Specifically, authorities are looking into “suspicious” software installed in GLK 220 CDI models produced between 2012 and 2015, after tests have shown that they only meet emissions standards when a certain function is activated, according to Bild am Sonntag.
This function was later removed during a software update carried out by the automaker, alleges the German paper.

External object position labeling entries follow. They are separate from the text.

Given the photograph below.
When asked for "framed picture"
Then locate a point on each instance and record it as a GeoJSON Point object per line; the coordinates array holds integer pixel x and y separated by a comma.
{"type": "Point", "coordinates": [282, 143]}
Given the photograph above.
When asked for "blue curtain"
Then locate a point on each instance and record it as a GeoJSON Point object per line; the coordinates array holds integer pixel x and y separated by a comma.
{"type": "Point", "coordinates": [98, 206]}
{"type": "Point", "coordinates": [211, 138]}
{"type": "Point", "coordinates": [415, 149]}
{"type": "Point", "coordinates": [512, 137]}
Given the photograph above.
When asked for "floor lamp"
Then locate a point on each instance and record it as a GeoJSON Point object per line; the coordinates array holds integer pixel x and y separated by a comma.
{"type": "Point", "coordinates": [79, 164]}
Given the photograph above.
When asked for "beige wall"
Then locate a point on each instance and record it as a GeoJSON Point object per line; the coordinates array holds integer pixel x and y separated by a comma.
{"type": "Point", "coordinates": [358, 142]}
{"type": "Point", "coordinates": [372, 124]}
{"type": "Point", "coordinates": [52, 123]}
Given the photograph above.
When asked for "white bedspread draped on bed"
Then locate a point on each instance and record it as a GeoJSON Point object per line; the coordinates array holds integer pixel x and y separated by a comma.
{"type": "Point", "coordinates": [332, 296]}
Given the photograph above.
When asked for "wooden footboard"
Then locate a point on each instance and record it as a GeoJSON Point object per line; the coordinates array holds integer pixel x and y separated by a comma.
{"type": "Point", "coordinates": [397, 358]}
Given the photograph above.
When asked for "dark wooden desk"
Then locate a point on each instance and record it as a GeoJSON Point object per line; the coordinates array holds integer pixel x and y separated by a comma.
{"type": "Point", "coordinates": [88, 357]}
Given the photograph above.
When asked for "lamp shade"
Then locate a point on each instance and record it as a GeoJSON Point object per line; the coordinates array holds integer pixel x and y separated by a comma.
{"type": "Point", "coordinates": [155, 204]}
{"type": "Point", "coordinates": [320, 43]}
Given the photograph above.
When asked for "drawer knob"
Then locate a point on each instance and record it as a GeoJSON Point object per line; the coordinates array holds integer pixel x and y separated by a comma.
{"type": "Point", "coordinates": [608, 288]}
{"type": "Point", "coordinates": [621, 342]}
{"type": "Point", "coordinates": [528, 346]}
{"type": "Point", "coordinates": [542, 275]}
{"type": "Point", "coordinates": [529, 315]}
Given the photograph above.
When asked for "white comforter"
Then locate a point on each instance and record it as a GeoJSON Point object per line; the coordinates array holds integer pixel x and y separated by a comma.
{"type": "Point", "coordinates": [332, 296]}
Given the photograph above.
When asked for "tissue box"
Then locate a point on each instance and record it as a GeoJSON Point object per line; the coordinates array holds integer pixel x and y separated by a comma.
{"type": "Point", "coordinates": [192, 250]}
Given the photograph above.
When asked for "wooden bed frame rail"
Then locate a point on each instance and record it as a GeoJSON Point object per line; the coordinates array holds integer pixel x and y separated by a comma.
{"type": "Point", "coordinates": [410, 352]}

A spokesman for Daimler stated that they are currently reviewing the facts and are cooperating fully with the KBA, while adding that Mercedes had complied with a process agreed upon with the KBA and the German Transport Ministry when they had to recall 3 million vehicles and update their software to reduce NOx emissions.
“The allegation that we wanted to hide something with the voluntary service measure is incorrect,” said the spokesman, reports Autonews Europe.
Of course, Daimler ordering the recall of 3 million vehicles to fix excess diesel engine emissions, came after the VW Group admitted in 2015 to cheating on U.S. emissions tests.
Earlier this month, European Union antitrust regulators charged Daimler, BMW and Volkswagen with colluding to block the rollout of emissions-cleaning technology, between 2006 and 2014. Curiously enough, it was actually Daimler who alerted authorities about this collusion. BMW meanwhile claimed that for their part, no “deliberate unlawful manipulation of the emission control system” took place.